Kesaksian dari Abad ke-19
Kisah warga Tuguk sejalan dengan catatan P.J. Veth, peneliti
Belanda abad ke-19. Dalam bukunya yang terbit tahun 1854, ia menggambarkan
Borneo sebagai surga hijau dengan sungai berkelok, hutan lebat, dan satwa
berwarna-warni.
Ia menulis tentang hutan yang menutupi hampir seluruh pulau,
membuat udara sejuk. Tepi laut dipenuhi tumbuhan paku, pohon nipah, dan bunga
aneka warna. Sulur tanaman membentuk hutan rapat, dihiasi kantung semar yang
menampung air. Ikan-ikan berwarna cerah berenang di antara karang dan rumput
laut, seindah burung nuri di hutan.
Menurut Veth, Borneo memiliki semua jenis tanaman bernilai di Nusantara. Namun kekayaan itu tidak datang begitu saja; manusia harus mengolahnya.

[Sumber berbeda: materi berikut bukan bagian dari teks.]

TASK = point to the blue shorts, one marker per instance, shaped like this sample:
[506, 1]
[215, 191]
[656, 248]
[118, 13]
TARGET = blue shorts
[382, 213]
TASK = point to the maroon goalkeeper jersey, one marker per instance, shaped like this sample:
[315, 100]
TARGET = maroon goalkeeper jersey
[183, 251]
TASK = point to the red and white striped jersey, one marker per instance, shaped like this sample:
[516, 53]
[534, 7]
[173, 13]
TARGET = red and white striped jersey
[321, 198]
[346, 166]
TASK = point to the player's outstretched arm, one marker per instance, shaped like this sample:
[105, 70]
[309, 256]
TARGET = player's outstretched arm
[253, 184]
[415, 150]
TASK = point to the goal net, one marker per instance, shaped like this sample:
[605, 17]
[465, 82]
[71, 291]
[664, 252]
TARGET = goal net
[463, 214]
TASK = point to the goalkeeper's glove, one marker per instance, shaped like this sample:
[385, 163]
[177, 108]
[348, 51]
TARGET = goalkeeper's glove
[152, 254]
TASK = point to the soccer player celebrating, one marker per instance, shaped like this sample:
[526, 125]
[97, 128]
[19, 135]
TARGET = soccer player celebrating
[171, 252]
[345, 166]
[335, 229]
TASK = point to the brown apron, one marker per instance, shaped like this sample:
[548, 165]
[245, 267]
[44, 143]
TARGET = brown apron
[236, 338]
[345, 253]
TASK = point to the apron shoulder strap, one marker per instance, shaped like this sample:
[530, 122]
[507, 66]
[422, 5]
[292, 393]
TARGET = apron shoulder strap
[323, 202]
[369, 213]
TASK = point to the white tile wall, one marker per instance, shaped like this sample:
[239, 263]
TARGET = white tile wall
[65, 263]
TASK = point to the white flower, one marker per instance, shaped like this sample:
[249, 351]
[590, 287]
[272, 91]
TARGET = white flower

Bila dikelola bijak, Borneo pantas disebut the emerald gem of
the eastern world. Catatan ini seolah menggemakan khotbah seorang pastor Gereja
Katolik yang kerap mengingatkan umat untuk menjaga alam sebagai anugerah Tuhan.
Salam Rindu untuk Alam
Kisah para bapak di Tuguk dan kesaksian Veth memberi gambaran betapa kaya alam Kalimantan di masa lalu. Kini, yang tersisa hanyalah sebagian kecil dari keindahan itu.
Semoga cerita dan ingatan ini menjadi alasan
kuat untuk menjaga hutan, sungai, dan satwa yang masih bertahan. Sebab, seperti
diungkapkan dalam homili Minggu di Gereja Katolik Paroki Tuguk, menjaga alam
sama artinya dengan menjaga kehidupan itu sendiri.
Penulis adalah pastor diosesan Keuskupan Sintang, pegiat
literasi, kini sedang studi lanjut di Bandung.